On Jan. 2, 1973, Farrow was called to an airport in Baltimore to investigate reports that a hijacker, Charles August Wenige, was holding two flight attendants hostage aboard a Piedmont Airlines jet. Among Wenige’s demands were a meeting with Baltimore’s Cardinal Lawrence Shehan and being flown to Toronto.

Farrow began talking to the hijacker by radio and was allowed to enter the aircraft. For two hours, Wenige pointed his .45-caliber semiautomatic pistol at the agent’s head as Farrow negotiated the release of the hostages. Later in the evening, the 74-year-old cardinal entered the plane and talked to the hijacker.
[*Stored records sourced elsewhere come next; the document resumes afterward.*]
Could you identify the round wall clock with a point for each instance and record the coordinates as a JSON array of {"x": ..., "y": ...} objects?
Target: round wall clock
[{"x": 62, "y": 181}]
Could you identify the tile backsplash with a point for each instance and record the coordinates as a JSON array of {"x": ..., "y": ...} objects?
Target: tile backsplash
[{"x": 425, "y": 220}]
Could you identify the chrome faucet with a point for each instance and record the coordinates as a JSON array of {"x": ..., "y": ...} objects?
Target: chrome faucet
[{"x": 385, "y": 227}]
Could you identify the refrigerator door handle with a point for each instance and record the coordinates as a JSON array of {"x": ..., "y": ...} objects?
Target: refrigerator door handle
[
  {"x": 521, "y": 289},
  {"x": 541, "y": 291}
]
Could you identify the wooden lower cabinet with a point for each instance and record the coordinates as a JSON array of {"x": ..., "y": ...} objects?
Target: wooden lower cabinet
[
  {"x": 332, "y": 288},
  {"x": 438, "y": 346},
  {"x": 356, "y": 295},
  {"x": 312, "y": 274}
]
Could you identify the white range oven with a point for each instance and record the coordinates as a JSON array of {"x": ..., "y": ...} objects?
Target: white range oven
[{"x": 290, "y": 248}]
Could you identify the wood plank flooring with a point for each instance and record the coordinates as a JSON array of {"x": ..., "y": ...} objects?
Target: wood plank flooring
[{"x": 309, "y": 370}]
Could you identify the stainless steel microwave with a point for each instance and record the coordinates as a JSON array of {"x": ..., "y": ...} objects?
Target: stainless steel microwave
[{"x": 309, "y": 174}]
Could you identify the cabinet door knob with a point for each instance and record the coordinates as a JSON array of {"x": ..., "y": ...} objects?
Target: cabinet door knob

Farrow eventually talked Wenige into releasing the hostages and surrendering.

Advertisement

Farrow, who was the agent in charge in the FBI’s Baltimore office when the incident took place, subsequently said the night “was the scariest thing I’ve ever been through with the bureau.”

A native of West Virginia, Farrow worked in the Office of Strategic Services during World War II. He earned a business administration degree at Virginia Polytechnic Institute in Blacksburg, Va.

He joined the FBI in 1951 and worked in Washington, D.C., as well as regional offices in Pittsburgh, Oklahoma City and Springfield, Ill. He retired from the bureau in 1975 and became director of corporate security at the Martin Marietta Corp. plant in Middle River, Md.